12.16.2008

What Now?

What Now? is the title of the commencement address (and newly published book) that Ann Patchett delivered recently at Sarah Lawrence. It is charming, wise, and funny, just like everything else Patchett has written.

Patchett herself is charming, wise, and funny. Some writers write they way they are, others write the way they would like to be, and then there's the rest of us who are not quite sure who we are or how to write.

I recently heard Patchett speak at Powell’s in Portland on a book tour she was doing for the paperback edition of her recent novel, Run. She ambled in with a coffee mug in hand, wearing casual slacks and sneakers, completely oblivious to the huge crowd that had gathered to hear her but with that knowing grin that lights up her face and everyone else around her.

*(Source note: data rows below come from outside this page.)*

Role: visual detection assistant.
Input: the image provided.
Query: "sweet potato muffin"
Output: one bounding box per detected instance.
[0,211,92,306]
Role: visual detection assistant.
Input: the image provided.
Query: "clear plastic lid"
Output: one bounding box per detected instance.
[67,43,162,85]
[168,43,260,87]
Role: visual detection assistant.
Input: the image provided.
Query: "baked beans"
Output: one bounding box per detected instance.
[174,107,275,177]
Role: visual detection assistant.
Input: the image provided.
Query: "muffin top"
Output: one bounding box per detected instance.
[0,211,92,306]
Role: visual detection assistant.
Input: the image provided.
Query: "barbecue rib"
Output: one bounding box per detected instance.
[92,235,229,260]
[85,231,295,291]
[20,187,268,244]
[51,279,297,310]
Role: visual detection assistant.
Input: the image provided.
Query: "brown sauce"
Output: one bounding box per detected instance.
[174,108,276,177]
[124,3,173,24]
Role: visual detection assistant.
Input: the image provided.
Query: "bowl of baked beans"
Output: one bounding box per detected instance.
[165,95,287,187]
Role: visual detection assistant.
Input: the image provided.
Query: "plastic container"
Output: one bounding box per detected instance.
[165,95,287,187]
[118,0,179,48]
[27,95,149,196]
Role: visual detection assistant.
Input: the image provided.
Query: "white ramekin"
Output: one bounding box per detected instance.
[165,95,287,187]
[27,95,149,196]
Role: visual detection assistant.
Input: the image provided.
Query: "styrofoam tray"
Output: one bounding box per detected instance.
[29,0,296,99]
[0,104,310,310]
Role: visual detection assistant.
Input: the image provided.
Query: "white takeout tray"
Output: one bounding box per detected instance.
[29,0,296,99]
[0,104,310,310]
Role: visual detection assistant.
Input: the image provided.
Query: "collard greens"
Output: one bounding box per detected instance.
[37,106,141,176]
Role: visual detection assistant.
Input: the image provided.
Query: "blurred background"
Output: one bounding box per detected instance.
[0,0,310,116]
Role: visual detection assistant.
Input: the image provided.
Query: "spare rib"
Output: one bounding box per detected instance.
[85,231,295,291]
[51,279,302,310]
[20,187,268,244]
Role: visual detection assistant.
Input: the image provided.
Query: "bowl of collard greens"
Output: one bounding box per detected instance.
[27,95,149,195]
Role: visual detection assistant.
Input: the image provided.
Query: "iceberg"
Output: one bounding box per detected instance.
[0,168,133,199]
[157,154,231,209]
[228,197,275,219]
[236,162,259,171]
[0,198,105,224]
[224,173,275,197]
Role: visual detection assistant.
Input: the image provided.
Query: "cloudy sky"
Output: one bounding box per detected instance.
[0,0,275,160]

I believe What Now? (I sometimes refer to as Now What?) can be enjoyed and appreciated by a person at any stage in their life. The following passages in this slim volume should make that clear.


Writing is good for many things, but curing loneliness isn't one of them.

…people need to talk, and often a willingness to sit and listen is the greatest kindness one person can offer to another.

…the activity I'm most likely to be engaged in is staring.

Nothing at all is very much out of fashion these days, as are stillness, silence, and studied consideration.

Catholic school and college and graduate school had prepared me both for how to be part of a group and how to be the group's leader, but none of them had taught me the most important thing: how to be alone.

What now is always going to be a work in progress. What now was never what you think it's going to be and that's what every writer has to learn.

I learned the most from sticking with my dream even when all signs told me it was time to let go.

The secret is finding the balance between going out to get what you want and being open to the thing that actually winds up coming your way.

…at every point in our development we are still striving to grow.

Make up some plans and change them. Identify your heart's truest desire and don't change that for anything.

…the kind of fire that comes from the perfect balance of intelligence and compassion.